With just a couple of days to Halloween, we, at Best of Netflix, are taking a look at some of the finest horror films on Netflix, the scary movies that deserve a special mention owing to their haunting premise. Amidst the burgeoning horror content on the streaming platform, the film Sinister lives up to its eponymous title with its harrowing premise.
Directed by Scott Derrickson, who delivered plenty of horror films such as The Exorcism of Emily Rose and Deliver Us From Evil while conjuring the evil Dormammu in Doctor Strange, the film stars Ethan Hawke, Juliet Rylance, James Ransone, Fred Dalton Thompson and Michael Hall D’Addario.
Although the reviews for the film were not very great upon initial release, the 2012 film is quite intriguing and makes it to our top 10 horror films in the last decade.
Unbeknownst to his family, true-crime writer Ellison Oswalt aka Hawke relocates them to a site of a horrifying murder where the previous owners were hung from a branch of a tree in the backyard and a child was missing. Oswalt, desperate to chase his high for success, discovers a couple of film reels that document gruesome murders taking place from the 60s to the 90s to various families as they are burnt in the car, drowned in the pool or run over by a garden lawnmower as they lie unconscious.
He also begins to have strange, occult experiences in the house and is haunted by an unknown entity that almost drives him to the point of madness.
Hawke as the flawed and greedy protagonist is unlikeable from the very start as we cannot fathom how sick and creepy one would have to be to move into the house of crime. His obsession with fame that he had previously received for one of his books, drove him into the evil clutches of the demonic and the sinister. He contemplates handing over the reels to the police yet selfishly keeps them to himself to hold on to the last remnants of his claim to fame.
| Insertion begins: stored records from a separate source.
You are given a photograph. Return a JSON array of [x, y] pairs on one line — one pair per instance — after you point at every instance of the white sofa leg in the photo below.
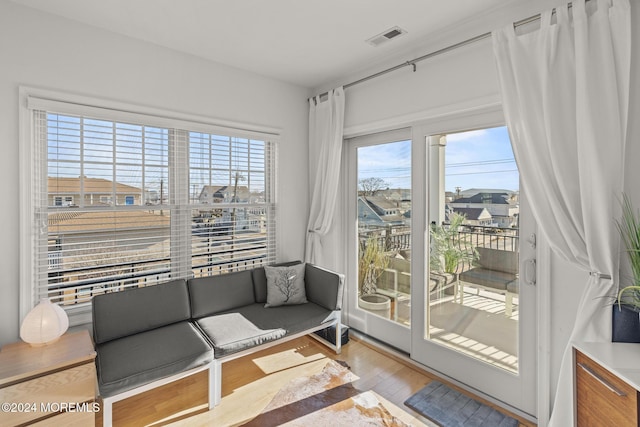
[[107, 413], [508, 303], [338, 337], [215, 383]]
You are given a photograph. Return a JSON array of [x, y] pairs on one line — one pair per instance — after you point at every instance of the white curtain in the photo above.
[[565, 91], [326, 124]]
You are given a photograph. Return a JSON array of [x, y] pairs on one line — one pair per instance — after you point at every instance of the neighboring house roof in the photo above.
[[473, 214], [218, 191], [58, 185], [70, 222], [488, 198], [381, 204]]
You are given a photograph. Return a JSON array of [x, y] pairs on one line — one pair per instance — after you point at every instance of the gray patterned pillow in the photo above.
[[285, 285]]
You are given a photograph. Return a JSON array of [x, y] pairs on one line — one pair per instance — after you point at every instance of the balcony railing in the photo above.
[[78, 285], [397, 238]]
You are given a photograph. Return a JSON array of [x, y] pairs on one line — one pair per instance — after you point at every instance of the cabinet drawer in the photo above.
[[46, 394], [602, 398]]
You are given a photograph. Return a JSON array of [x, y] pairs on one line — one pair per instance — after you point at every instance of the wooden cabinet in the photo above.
[[49, 385], [602, 398]]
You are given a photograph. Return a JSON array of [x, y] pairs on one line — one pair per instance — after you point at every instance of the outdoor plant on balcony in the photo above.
[[447, 249], [371, 265], [629, 228]]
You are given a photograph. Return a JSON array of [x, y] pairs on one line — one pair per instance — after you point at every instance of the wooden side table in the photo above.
[[50, 385]]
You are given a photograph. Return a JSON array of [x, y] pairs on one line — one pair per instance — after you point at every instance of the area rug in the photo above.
[[450, 408], [325, 399]]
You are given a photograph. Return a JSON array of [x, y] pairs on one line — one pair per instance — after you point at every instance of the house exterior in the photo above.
[[86, 191], [501, 205], [474, 216], [223, 194]]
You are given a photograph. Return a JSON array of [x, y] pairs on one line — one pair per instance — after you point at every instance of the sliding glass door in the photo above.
[[441, 252], [379, 200], [474, 312]]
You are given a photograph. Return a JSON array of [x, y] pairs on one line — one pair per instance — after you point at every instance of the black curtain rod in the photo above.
[[413, 62]]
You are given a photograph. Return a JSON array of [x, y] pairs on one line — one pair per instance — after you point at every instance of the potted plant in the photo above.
[[447, 252], [626, 320], [372, 262]]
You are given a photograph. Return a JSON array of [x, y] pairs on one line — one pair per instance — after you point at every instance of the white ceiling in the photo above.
[[304, 42]]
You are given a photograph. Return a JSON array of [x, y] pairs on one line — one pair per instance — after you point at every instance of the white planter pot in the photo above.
[[376, 304]]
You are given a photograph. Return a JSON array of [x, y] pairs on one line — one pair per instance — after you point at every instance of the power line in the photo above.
[[479, 173]]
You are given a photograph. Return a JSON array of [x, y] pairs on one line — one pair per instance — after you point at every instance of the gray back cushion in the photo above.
[[499, 260], [324, 287], [213, 294], [128, 312]]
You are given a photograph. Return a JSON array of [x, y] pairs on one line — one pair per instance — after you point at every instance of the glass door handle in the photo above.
[[530, 271]]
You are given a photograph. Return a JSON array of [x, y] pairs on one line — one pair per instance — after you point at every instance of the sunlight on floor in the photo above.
[[478, 328]]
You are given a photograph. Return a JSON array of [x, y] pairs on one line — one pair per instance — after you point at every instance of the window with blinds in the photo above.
[[120, 204]]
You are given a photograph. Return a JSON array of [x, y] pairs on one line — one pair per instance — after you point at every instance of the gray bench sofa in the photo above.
[[497, 271], [151, 336]]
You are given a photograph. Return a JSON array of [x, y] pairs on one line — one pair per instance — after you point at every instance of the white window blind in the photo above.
[[122, 204]]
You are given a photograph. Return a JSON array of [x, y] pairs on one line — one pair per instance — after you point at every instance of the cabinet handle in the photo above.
[[601, 380]]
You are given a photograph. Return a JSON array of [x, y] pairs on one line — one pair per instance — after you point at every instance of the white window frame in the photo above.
[[31, 180]]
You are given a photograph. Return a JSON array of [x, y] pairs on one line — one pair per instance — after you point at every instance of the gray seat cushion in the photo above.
[[232, 332], [291, 318], [489, 278], [139, 359]]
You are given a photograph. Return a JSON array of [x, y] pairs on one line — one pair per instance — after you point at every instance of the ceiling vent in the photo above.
[[387, 35]]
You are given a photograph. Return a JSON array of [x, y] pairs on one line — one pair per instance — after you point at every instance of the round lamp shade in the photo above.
[[44, 324]]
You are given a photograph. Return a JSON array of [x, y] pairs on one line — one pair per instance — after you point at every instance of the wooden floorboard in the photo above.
[[249, 383]]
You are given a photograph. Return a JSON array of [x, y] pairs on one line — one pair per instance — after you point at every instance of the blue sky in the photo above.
[[474, 159]]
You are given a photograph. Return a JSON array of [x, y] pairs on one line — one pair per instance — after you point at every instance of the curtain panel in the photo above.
[[565, 90], [326, 125]]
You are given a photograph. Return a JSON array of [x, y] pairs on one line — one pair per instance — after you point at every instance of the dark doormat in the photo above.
[[450, 408]]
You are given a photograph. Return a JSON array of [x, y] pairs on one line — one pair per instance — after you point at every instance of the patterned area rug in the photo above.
[[450, 408], [325, 399]]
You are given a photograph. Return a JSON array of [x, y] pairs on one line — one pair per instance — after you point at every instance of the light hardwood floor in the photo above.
[[249, 384]]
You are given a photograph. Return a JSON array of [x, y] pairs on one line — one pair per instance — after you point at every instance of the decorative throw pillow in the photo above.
[[285, 285]]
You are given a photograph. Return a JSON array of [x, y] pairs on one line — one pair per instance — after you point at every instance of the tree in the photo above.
[[285, 282], [370, 186]]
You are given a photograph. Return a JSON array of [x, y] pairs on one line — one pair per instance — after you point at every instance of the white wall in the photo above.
[[467, 76], [45, 51]]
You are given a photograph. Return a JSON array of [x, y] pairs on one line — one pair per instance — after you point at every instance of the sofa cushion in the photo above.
[[497, 259], [138, 359], [291, 318], [285, 285], [214, 294], [324, 287], [489, 278], [232, 332], [128, 312]]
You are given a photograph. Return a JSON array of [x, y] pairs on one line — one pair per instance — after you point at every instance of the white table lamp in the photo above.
[[44, 324]]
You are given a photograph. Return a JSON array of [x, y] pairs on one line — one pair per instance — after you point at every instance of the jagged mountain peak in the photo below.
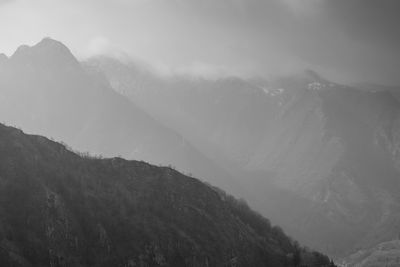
[[3, 57]]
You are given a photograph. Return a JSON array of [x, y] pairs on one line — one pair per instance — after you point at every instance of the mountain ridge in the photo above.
[[62, 209]]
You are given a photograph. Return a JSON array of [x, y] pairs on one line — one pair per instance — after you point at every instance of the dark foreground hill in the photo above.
[[61, 209]]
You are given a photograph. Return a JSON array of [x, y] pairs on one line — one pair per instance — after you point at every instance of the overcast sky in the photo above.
[[346, 40]]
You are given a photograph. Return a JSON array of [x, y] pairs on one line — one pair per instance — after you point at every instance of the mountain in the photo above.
[[320, 158], [45, 90], [383, 254], [61, 209]]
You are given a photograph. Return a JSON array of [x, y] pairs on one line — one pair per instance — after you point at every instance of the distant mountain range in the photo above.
[[61, 209], [318, 158]]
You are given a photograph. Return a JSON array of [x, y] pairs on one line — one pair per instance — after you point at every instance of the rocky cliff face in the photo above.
[[61, 209]]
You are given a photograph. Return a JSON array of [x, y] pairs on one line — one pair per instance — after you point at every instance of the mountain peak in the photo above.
[[3, 58], [47, 51]]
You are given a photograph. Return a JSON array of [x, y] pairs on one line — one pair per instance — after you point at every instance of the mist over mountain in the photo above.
[[62, 209], [329, 148], [318, 158]]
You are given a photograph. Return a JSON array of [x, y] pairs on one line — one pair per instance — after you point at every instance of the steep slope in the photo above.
[[45, 90], [321, 159], [61, 209]]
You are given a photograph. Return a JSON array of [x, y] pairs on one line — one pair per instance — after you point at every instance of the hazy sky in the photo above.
[[347, 40]]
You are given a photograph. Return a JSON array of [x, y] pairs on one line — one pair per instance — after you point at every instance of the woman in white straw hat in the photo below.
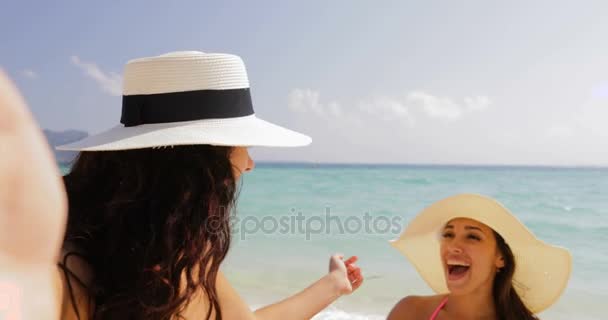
[[150, 201], [482, 262]]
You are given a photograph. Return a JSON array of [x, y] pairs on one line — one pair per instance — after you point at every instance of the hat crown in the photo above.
[[182, 71]]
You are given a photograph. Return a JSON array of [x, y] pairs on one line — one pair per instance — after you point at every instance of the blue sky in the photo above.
[[394, 81]]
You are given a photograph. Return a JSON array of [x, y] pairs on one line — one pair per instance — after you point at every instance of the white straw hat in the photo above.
[[186, 98], [542, 270]]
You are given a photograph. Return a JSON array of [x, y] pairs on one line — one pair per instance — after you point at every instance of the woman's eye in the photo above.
[[474, 237]]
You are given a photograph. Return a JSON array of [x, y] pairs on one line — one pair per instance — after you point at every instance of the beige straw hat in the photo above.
[[186, 98], [542, 270]]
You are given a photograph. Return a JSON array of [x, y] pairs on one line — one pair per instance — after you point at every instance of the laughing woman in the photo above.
[[482, 262], [151, 199]]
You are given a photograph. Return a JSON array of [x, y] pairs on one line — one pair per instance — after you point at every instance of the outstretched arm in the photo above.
[[32, 214], [343, 278]]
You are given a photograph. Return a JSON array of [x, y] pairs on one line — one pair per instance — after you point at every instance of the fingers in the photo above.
[[350, 260]]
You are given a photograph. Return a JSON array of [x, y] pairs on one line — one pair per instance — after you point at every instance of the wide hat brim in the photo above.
[[542, 270], [245, 131]]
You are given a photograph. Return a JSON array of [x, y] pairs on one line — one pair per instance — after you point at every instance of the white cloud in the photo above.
[[386, 108], [307, 101], [110, 82], [29, 73], [445, 108]]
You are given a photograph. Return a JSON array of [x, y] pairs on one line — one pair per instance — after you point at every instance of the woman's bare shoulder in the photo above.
[[415, 307]]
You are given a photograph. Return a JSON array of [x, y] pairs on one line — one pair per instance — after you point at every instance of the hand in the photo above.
[[32, 213], [346, 274]]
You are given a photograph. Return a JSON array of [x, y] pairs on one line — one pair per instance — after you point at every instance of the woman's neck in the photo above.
[[475, 305]]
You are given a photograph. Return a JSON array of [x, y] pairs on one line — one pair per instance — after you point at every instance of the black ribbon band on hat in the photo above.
[[185, 106]]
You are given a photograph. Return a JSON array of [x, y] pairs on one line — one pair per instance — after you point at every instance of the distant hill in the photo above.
[[57, 138]]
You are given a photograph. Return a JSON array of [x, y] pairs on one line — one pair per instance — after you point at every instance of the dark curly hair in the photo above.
[[509, 305], [146, 221]]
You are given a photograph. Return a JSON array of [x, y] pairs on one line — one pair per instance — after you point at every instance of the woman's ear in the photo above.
[[500, 261]]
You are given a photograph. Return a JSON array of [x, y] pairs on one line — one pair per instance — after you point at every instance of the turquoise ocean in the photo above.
[[291, 217]]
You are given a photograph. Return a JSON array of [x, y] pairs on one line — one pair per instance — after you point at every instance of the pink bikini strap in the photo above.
[[436, 313]]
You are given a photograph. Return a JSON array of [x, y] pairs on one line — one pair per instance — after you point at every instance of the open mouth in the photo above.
[[457, 270]]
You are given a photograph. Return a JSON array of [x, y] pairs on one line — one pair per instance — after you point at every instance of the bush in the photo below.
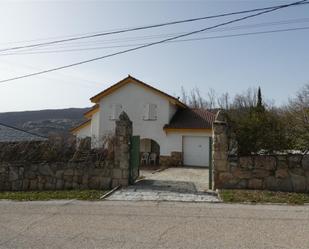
[[257, 129]]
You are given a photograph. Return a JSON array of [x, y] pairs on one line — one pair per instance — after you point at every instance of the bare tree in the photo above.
[[223, 101]]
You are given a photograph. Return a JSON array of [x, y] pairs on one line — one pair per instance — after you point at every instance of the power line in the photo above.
[[139, 44], [174, 41], [74, 46], [151, 26], [153, 43]]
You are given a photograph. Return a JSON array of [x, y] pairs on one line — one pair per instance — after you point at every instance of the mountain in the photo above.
[[45, 122]]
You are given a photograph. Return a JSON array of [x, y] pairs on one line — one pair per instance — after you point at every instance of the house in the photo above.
[[177, 134], [10, 134]]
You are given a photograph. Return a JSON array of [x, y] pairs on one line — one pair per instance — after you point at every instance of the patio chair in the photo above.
[[145, 158], [153, 158]]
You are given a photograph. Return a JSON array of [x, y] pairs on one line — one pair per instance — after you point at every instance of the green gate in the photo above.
[[134, 159], [210, 164]]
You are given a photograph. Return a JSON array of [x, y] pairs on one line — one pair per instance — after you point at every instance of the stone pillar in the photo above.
[[123, 133], [219, 149]]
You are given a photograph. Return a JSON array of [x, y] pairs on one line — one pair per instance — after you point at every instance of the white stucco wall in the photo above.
[[175, 139], [133, 98], [83, 132]]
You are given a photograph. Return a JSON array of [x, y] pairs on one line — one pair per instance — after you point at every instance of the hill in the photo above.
[[45, 122]]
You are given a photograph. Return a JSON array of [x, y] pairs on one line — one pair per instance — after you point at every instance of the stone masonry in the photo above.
[[83, 171], [280, 172], [175, 159]]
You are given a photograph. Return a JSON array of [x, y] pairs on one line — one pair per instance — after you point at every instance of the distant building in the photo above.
[[12, 134]]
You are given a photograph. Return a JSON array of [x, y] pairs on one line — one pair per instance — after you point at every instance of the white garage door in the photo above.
[[196, 151]]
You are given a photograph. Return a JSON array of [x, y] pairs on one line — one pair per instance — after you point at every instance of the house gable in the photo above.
[[132, 80]]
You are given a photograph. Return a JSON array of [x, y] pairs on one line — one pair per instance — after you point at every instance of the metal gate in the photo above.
[[134, 159], [210, 165]]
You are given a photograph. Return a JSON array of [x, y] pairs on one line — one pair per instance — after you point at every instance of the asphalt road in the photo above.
[[112, 224]]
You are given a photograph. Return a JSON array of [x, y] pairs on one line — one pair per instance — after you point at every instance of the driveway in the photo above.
[[172, 184], [146, 225], [197, 177]]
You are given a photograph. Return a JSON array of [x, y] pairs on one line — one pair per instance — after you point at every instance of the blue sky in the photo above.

His insatiable desire to be famous leads to his eventual death when his daughter Ashley says, “Don’t worry, Daddy! I will make you famous again”, before hacking him to pieces with an axe. His ending seems fated and offers a psychological analysis of how chasing the American Dream often makes one take up regrettable offers and make bizarre decisions.
The horror is not just restricted to the sudden jump scares, the eerie child murderers or the grisly tapings. It receives a boost in the psychological repercussions of the same as the real world and its operations add a sense of claustrophobia to the film. The pagan deity, Bughuul is just another entity that signifies greed and obsession leading to imminent downfall.
The idea of ‘image’ forms an integral part of the film — Oswalt tries to uphold his image of being a revered author, Ashley paints images that serve as a portal for Bughuul to enter and Oswalt is once again caught in the gruesome reverie of deadly images that prompt him to write his book. Media thus has an undeniable impact on Oswalt and cannot be destroyed. Even after he burns them, the reels persist and show how violent and gory the crimes committed by the missing children are.
While we mourn his son and his wife’s death, we saw that coming for Oswalt. Ashley looks into the camera towards the end in an ominous manner and sends chills down our spine. Ahead of Halloween, make sure you tune into watching this film on Netflix to revel in the glory of pure, unadulterated horror that will make you think!